Dennoch nutzte Humboldt jede Minute zum Erfassen von Daten. Er hatte ein großes Ziel, er wollte die Verbindung zwischen Orinoco und Amazonas finden! Letztlich kam er hier zu spät, denn der Río Casiquiare als Verbindung der beiden Ströme war in der Region schon bekannt. Doch das war keine große Enttäuschung. Humboldt begann sofort mit der Kartografie des Gebiets.
Letztlich kehrten er und Bonpland wohlbehalten zurück an Venezuelas Küste. Mehrfach waren die beiden Forscher nur knapp dem Tod entronnen, doch das hielt sie nie lange auf. Noch bis 1804 zogen sie durch Süd- und Mittelamerika, überquerten die Anden und stellten fast nebenbei mit der Besteigung des Chimborazo den Welt­rekord einer Bergbesteigung auf, der lange Bestand haben sollte.
Im Detail und mit vielen Zitaten lässt Andrea Wulf Humboldts Amerikareise wieder lebendig werden.
Aber jede Reise geht einmal zu Ende, und Alexan­-der von Humboldt kehrt in ein von den napoleonischen Kriegen zerrissenes Europa zurück. Er fürchtet, den wissenschaftlichen Anschluss verloren zu haben, und hat noch keine Idee, wie er weiterarbeiten will.
Doch diese Sorge ist ganz unbegründet. In Paris wird er begeistert empfangen. Durch seine zahlreichen Briefe und vorausgesandten Sammlungen hatte er schon unendlich viele „Follower“. Ich benutze absichtlich diesen Begriff, denn moderne Kommunikationstechniken hätten Humboldt sicher gefallen.
Nun beginnt ein rastloses Forscherleben, das ihn immer wieder nach Paris führt. Auch seine Verpflichtungen gegenüber dem preußischen Staat erfordern sein Engagement. So wird er sogar zum Diplomaten, um in Frankreich zu vermitteln. Sein gesamtes Vermögen setzt er ein, um seine Forschungsergebnisse zu publizieren und somit die Wissenschaften voranzutreiben.

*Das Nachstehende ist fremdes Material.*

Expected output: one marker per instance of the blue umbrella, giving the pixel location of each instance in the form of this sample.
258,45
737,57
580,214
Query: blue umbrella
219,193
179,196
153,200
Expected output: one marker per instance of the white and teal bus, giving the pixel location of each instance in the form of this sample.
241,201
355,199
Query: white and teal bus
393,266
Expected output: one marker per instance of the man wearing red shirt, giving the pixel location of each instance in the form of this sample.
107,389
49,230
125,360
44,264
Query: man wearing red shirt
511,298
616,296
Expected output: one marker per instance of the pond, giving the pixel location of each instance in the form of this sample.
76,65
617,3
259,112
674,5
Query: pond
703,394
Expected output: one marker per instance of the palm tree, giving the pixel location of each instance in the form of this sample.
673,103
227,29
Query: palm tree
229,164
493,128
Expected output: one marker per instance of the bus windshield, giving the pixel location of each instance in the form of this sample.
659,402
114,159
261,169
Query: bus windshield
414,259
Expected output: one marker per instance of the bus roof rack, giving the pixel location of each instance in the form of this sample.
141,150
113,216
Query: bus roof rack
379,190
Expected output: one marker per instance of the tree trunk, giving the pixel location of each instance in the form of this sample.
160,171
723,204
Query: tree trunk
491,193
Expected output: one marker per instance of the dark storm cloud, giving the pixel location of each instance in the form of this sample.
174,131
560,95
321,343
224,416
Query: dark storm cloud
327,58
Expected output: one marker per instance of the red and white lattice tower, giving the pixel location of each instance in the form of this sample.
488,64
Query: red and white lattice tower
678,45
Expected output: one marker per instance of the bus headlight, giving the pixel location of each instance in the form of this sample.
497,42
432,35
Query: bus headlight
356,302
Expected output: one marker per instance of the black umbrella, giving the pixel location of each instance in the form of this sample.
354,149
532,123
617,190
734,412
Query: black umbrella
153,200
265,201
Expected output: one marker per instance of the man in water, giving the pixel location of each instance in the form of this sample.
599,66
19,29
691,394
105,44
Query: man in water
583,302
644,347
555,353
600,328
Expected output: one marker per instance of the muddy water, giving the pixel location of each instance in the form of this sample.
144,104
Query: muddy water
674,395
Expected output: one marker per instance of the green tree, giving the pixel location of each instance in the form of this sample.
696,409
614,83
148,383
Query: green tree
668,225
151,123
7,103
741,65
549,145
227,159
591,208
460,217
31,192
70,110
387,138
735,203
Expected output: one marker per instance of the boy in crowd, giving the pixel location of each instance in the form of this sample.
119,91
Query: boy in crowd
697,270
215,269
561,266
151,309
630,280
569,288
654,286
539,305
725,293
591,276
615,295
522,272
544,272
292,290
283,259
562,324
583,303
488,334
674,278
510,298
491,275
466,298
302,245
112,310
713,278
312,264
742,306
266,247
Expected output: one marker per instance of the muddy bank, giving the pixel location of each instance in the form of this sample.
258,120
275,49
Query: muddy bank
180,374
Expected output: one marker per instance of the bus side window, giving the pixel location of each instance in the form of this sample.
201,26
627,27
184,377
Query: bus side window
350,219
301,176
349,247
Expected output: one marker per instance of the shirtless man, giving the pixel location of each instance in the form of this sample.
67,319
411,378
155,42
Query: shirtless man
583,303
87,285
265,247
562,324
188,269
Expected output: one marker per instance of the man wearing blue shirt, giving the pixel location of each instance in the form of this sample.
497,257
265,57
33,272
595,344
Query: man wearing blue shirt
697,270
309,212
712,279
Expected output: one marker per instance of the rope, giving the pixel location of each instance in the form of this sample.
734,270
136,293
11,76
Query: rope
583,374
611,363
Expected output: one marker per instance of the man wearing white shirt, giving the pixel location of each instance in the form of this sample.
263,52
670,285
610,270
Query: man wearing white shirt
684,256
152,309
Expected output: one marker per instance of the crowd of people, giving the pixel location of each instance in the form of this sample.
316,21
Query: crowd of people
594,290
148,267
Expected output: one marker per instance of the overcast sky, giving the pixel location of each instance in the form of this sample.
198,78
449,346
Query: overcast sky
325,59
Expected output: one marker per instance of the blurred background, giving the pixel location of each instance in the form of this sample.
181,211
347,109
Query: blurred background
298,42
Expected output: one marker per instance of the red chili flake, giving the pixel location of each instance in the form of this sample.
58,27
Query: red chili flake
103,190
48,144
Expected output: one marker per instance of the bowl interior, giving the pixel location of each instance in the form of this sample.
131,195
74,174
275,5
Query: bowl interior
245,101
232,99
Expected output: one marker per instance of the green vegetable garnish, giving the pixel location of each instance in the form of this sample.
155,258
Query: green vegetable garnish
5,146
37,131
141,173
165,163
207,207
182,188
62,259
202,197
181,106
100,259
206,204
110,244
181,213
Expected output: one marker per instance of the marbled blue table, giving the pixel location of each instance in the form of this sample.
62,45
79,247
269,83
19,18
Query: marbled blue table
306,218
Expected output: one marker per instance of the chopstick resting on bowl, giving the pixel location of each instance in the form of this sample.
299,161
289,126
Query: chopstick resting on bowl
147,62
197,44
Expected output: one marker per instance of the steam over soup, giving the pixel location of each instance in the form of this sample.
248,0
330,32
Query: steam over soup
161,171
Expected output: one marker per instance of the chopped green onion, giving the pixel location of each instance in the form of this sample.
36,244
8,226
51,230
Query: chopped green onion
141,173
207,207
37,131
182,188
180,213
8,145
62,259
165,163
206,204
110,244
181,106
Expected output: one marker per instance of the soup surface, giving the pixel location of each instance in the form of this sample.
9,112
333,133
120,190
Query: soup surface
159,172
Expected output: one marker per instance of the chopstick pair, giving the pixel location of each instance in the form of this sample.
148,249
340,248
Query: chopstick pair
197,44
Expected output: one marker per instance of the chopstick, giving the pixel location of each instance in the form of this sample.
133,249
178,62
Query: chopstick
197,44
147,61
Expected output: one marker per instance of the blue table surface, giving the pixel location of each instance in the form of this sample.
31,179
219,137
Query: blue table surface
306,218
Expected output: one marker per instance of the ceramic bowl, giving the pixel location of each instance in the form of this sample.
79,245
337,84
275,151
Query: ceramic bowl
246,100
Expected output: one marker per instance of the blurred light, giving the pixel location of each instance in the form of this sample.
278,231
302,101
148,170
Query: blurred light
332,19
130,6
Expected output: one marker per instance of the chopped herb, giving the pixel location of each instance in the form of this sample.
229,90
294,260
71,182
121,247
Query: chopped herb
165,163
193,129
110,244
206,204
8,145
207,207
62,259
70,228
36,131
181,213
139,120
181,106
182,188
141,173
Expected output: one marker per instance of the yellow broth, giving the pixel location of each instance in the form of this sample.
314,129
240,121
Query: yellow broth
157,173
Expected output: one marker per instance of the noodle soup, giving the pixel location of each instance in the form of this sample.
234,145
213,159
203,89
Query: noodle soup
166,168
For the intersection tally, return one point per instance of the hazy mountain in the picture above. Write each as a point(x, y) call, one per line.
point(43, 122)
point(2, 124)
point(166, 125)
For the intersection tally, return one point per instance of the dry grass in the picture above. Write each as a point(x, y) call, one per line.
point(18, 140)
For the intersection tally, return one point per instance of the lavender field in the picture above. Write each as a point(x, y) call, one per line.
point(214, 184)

Die Autorin versucht, Humboldts Bedeutung für die moderne Ökologie neu zu definieren. Dabei schießt sie manchmal ein wenig über das Ziel hinaus. Bei ­aller Weitsicht war Humboldt ein Kind seiner Zeit.
Auch die Darstellung seiner Verbindung zu den politischen Entwicklungen wirkt mitunter etwas bemüht. So fragt man sich, was der lange Abschnitt über Simón Bolívar und dessen Bedeutung für die Entwicklung in Südamerika in diesem Buch soll.
Gelungen dagegen sind die Schilderungen der Bekanntschaft von Humboldt mit Goethe und die Erwei­terung des Humboldt’schen Erbes durch Haeckel, Muir und andere Forscher des ausgehenden 19. Jahrhunderts.
Insgesamt ist Wulfs Werk unbedingt lesenswert. Es zeigt, was einzelne Menschen erreichen können und welche Bedeutung Humboldt bis heute hat. Er warnte immer wieder vor dem zerstö­rerischen Umgang mit der Natur. Hoffen wir, dass es Homo ­sapiens gelingt, diese Botschaft umzusetzen!